Link: Case Summary Document
Citation:  HCA 1
This case answered the following question in the affirmative:
Is s 29(10) of the Electoral Funding Act 2018 (NSW) (the EF Act) invalid because it impermissibly burdens the implied freedom of communication on governmental and political matters, contrary to the Commonwealth Constitution?
The High Court was also asked to rule on the constitutionality of section 35 of the EF Act, but it was held not necessary to do so in light of the invalidity of Section 29(10).
Section 29(10) of the EF Act provided that the cap on electoral expenditure applying to third-party campaigners registered before the commencement of the capped State expenditure period was to be $500,000. This was a reduction from the previous cap of $1,050,000 under earlier legislation.
The plaintiffs were a collection of trade union bodies. The first plaintiff, Unions NSW, is a peak body consisting of certain unions or branches of unions with members in New South Wales and is the ‘State peak council’ for employees for the purposes of the Industrial Relations Act 1996 (NSW) (IR Act). Each of the second, third, fifth and sixth plaintiffs were organisations of employees formed for the purposes of the IR Act. The fourth plaintiff was a federally registered association of employees under the Fair Work (Registered Organisations) Act 2009 (Cth), with a State branch registered under Ch 5, Pt 3, Div 1 of the IR Act. All but the sixth plaintiff were registered as a third-party campaigner under the EF Act for the New South Wales State election scheduled for March 2019. With respect to that election the capped State expenditure period commenced on 1 October 2018.
The plaintiffs were concerned about the effect of section 29(10) of the EF Act because in previous elections they had spent more than the cap now permitted. In the March 2015 election campaign, which was regulated by the previous Election Funding, Expenditure and Disclosures Act 1981 (NSW) (EFED Act), three of the plaintiffs spent more on electoral communication expenditure than would now be permissible under the EF Act. The first plaintiff had spent $719,802.81 in electoral communication expenditure. The second plaintiff, the New South Wales Nurses and Midwives’ Association, had spent $907,831.22. The third plaintiff, the Electrical Trades Union of Australia, New South Wales Branch, had spent $793,713.14.
Kiefel CJ, Bell and Keane JJ (with who the other justices agreed, though in separate judgements) held that there could be ‘no doubt’ about the answer to the question posed (at ).
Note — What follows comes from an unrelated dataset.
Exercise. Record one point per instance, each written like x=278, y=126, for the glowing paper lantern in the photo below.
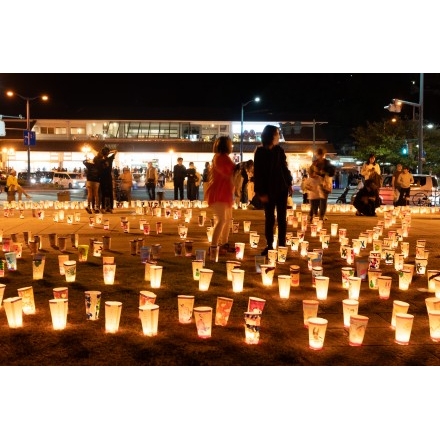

In Lange v Australian Broadcasting Corporation  HCA 25 it was declared that ‘each member of the Australian community has an interest in disseminating and receiving information, opinions and arguments concerning government and political matters’. That freedom is implied by the provision the Commonwealth Constitution makes for representative government and the choice to be made by the people. The validity of a statutory provision which restricts or burdens that freedom depended upon the answers to questions posed in Lange.
It was held that the capping of both political donations and electoral expenditure by third party campaigners restricted the ability of a person or body to communicate to others. Moreover, the reduction in the spending cap was not ‘reasonably necessary’ to achieve the purpose identified by the NSW government, which was to prevent the drowning out of other voices in the political process by the distorting influence of money. The purpose of the legislation was legitimate, but the method to achieve that purpose was not.
Therefore, it was held that the $500,000 spending cap on third-party contributions to the election process was not valid. There was no ‘privileged position’ for political parties in election campaigns such that a cap of $500,000 on third party campaigning was necessary (at ):
The requirement of ss 7 and 24 of the Constitution that the representatives be “directly chosen by the people” in no way implies that a candidate in the political process occupies some privileged position in the competition to sway the people’s vote simply by reason of the fact that he or she seeks to be elected. Indeed, to the contrary, ss 7 and 24 of the Constitution guarantee the political sovereignty of the people of the Commonwealth by ensuring that their choice of elected representatives is a real choice, that is, a choice that is free and well-informed. Because the implied freedom ensures that the people of the Commonwealth enjoy equal participation in the exercise of political sovereignty, it is not surprising that there is nothing in the authorities which supports the submission that the Constitution impliedly privileges candidates and parties over the electors as sources of political speech.
This means that the March 2019 NSW election will proceed without caps on expenditure which are differential as between political candidates and third-party campaigners. Moreover, there will be no restriction on the combination of third-party voices to spend as much as is considered necessary. This will no doubt have importance not just for unions, but for other third party campaigners, such as charities.